La mattina dopo, al canto del gallo, Roberta si alzò.
Dopo essersi stropicciata gli occhi, infilata le ciabatte e
scrollato dal pigiama un grumo di tagliatelle al pesto, si diresse in cucina.
Aprendone la porta con un calcio colpì violentemente il gatto che
finì la sua vita spiaccicato sul frigo.
Prese il bricco del latte, ne bevve un sorso, lo ripose. Chiudendo
l’anta si accorse del gatto e lo gettò dalla finestra.
Poi vide la tavola e le venne da vomitare.

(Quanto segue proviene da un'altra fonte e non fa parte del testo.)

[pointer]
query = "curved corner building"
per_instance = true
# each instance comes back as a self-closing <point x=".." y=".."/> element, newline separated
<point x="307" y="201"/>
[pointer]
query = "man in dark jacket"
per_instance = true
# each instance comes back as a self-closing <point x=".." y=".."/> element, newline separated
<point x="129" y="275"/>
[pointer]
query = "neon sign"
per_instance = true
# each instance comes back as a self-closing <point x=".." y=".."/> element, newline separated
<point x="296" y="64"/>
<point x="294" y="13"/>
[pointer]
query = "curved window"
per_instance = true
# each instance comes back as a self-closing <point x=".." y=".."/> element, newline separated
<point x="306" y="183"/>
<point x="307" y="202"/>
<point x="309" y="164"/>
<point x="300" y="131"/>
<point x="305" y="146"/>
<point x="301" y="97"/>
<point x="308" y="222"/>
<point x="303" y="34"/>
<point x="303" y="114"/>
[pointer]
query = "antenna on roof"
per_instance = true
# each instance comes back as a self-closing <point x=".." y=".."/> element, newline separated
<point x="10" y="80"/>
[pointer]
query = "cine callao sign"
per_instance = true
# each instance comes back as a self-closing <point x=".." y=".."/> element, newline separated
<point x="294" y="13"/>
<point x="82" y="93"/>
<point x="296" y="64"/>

Una pila enorme di piatti sporchi l’osservava ghignando. L’intero
servizio di posate ereditato dalla nonna, unto e bisunto, ridacchiava. Una fila
lunghissima di bicchieri macchiati di vino ammiccava. Per terra, in un angolo,
tovaglia e tovaglioli, abbelliti da medaglioni multicolori, ruggiva. Sulla
credenza, sulla stufa, sul piano di cottura, sulla lavastoviglie rotta da mesi,
sulla lavatrice, pentole e piatti da portata colmi di avanzi infestati da
nugoli di mosche.
Per prima cosa spalancò la finestra per favorire il cambio dell’aria
e l’aria cambiò raggelandole le ossa. Fuori, la temperatura era sotto lo zero.
Affacciandosi vide, nel giardino condominiale, il vicino armato di
martello e scalpello intento nell’opera di liberare il cane dal ghiaccio.
Lo salutò chiedendogli se avesse passato un buon Natale, questi le
rispose con un rutto.
Lei disse “ Salute!”.
Lui “ Vaffanculo!”.
Richiuse la finestra e voltandosi si trovò circondata dagli
avanzi. Minacciosi.
Facendo finta di niente cominciò a muoversi lentamente verso l’uscita
ma questi si disposero a barriera davanti alla porta. Allora, lei, prese la
ricorsa e, pensando a Fosbury, tentò di saltarli ma, proprio nel momento di
staccare, mise il piede d’appoggio su una fetta d’arrosto perdendo l’equilibrio.
Cadde sull’insalata russa, tentando di aggrapparsi ad una fetta di
panettone.
In un attimo gli altri avanzi le furono addosso e, dicono le
cronache, che non ci fu nulla da fare.